Back in 2016, the Calgary Flames drafted impressive two-way Swedish center Linus Lindstrom. While Lindstrom’s progression hasn’t been rapid or immediate, he’s quietly been rounding out his game in one of the best leagues in the world.
Lindstrom is 18th on our 2019 ranking of Flames prospects.
How did we get here?
Dating back to his mid-teens, Lindstrom has moved up the hockey ladder pretty rapidly. Additionally, he’s managed to produce consistently at every level – aside from the pros.
|15||29 in 33|
|16||18 in 23||35 in 22||U17s, U18s|
|17||1 in 4||44 in 40||5 in 2||U18s, Hlinka|
|18||6 in 50||8 in 6|
|19||4 in 41||WJC|
The Flames drafted Lindstrom in the fourth round, 96th overall, in the 2016 NHL Draft at the end of his 17-year-old season.
Stats, numbers, and everything therein
Playing his 20-year-old season, Lindstrom had a pretty solid season with a few bumps along the way. With three seasons under his belt in the SHL with Skelleftea AIK, his offense hasn’t quite clicked over from his prior levels of hockey.
You can break Lindstrom’s season into thirds. He had a pretty decent first third, where he played mostly in the middle six at center. He didn’t score a ton, but he was consistent. He slid into some inconsistency in the middle third, losing some battles and sliding into the bottom six (and eventually getting bumped to the wing).
He was loaned to BIK Karlskroga of the secondary Allsvenskan to kick off the final third of the season. He played 13-15 minutes a night in their top six (with an eye towards getting his mojo back), then came back to the SHL and finished the season with a strong nine game run. At no time did his offense pop, but at least he managed to dig in and carve out a niche as a reliable two-way player.
Those in the know
Skelleftea’s media and press manager Samuel Soderlund provided us with a quick assessment of Lindstrom’s 2018-19 campaign:
He primarily played as center in the 3rd or 4th line and got a lot of time in PK, where he was sublime.

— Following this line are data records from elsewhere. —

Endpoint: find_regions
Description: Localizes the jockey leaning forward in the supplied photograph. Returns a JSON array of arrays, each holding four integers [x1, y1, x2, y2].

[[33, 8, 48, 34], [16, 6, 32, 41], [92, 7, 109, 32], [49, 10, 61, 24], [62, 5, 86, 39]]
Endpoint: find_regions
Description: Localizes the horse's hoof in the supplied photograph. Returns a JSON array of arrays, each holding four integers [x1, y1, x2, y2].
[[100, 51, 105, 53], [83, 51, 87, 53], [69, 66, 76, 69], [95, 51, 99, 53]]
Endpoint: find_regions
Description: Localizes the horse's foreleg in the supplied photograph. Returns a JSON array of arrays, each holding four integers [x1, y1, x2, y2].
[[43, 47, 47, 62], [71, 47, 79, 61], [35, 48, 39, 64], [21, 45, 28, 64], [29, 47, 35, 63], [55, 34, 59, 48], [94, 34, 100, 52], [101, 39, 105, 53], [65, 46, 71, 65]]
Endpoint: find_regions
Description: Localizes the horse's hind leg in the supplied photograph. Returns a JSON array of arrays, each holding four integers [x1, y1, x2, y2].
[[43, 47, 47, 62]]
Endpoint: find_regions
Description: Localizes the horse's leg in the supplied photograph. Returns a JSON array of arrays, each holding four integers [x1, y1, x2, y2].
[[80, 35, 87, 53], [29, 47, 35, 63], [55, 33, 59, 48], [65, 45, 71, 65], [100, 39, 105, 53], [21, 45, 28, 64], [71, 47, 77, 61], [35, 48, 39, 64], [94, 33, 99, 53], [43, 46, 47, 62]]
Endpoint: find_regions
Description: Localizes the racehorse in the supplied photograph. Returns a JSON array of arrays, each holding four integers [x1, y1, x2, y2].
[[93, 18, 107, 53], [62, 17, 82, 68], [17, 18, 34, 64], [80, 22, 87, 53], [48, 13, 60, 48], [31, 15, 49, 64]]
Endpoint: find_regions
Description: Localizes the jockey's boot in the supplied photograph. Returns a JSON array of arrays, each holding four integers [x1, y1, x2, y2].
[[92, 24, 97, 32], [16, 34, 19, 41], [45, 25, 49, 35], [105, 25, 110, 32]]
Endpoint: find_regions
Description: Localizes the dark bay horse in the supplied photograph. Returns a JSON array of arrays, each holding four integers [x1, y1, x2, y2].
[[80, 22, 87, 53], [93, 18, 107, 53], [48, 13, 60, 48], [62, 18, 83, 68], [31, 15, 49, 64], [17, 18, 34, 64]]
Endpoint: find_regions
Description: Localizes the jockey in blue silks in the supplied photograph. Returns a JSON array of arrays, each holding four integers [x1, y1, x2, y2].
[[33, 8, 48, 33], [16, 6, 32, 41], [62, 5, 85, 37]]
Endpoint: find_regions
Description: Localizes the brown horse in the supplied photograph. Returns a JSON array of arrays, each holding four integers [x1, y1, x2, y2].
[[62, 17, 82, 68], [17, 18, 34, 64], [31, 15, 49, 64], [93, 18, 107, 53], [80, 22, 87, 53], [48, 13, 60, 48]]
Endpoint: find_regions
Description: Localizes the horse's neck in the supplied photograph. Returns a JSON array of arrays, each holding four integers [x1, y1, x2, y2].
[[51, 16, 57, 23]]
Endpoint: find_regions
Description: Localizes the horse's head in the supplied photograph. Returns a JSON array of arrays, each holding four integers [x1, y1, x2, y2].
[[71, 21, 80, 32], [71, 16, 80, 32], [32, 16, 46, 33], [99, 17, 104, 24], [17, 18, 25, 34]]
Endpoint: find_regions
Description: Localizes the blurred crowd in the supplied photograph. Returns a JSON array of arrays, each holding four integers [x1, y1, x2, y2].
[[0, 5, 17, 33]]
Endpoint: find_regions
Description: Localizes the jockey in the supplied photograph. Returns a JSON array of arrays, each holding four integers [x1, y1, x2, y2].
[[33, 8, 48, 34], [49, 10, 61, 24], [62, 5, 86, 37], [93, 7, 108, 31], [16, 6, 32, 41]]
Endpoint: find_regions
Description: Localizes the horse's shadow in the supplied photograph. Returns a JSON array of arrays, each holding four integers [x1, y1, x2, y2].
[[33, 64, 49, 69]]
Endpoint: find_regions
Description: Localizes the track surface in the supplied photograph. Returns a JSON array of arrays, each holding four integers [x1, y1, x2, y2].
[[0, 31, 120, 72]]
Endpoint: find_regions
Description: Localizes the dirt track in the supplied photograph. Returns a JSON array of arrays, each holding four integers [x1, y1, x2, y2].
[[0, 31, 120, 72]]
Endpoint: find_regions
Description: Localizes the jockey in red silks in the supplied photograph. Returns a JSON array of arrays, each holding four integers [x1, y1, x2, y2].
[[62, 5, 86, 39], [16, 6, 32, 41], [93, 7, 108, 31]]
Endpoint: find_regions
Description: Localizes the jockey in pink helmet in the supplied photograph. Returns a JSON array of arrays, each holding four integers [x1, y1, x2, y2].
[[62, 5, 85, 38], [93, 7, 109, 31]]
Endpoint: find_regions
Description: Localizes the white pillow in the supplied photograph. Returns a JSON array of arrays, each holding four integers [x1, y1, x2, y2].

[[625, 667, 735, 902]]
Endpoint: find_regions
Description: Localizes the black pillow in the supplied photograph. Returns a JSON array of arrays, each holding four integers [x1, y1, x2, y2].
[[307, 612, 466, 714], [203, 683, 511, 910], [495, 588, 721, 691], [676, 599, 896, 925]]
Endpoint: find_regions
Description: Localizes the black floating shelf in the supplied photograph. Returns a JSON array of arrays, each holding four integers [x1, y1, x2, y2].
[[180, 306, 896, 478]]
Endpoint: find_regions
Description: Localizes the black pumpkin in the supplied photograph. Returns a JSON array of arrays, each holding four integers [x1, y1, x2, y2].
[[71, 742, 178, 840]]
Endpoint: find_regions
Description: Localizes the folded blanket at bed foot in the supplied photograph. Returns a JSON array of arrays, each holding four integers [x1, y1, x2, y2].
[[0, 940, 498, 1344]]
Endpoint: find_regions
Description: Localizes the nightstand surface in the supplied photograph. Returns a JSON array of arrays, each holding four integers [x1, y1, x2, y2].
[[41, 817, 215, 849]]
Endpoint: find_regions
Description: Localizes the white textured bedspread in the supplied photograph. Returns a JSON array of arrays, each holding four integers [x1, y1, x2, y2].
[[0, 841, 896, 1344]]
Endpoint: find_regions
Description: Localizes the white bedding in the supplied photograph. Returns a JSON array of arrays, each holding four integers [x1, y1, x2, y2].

He was also on a short team loan at our second division where he got more time on the ice and played very well.
Flames director of player development Ray Edwards noted that the key to Lindstrom’s development may lie in his body catching up to his hockey abilities.
“When we drafted him he was under 170 pounds,” said Edwards. “He’s not a real big guy. Not a lot of muscle mass to him. Our main focus has been trying to get him stronger, more powerful. He’s a very competitive player, but his body wasn’t allowing him to put himself in positions to succeed enough. I think this summer he’s taken a big step already. I think he’s gained 13 pounds since we drafted him. This year alone, he’s gained six pounds of muscle just in a 10 month period. I think that’s really going to help him.”
If Lindstrom can fill out a bit and win a few more physical battles, the hope is his offense will finally catch up with him.
“In terms of his game, the coaches love this guy,” said Edwards. “He takes big face-offs. He’s the first guy over on the penalty kill. He’s really responsible without the puck. I think what we’d like to see this year is that offensive game take another step, because he has the ability to do it. Now that he’s played in the league a few years, he’s a little bit more comfortable, his body should allow him to hopefully expand his role a little bit.”
On the horizon
It seems probable that 2019-20 will be Lindstrom’s last season in Sweden. It’s his last year under contract to Skelleftea, the Flames will lose his rights if they don’t sign him by June 1, 2020, and he seems like he’s about ready to leave the proverbial nest and try out life in North America.
If we’re operating under the assumption that Lindstrom’s going to be arriving in Stockton for 2020-21, then his first impression on this side of the Atlantic will be important. A strong final season in the SHL could mean the difference between getting a shot at playing top six AHL minutes or being more of a complementary piece.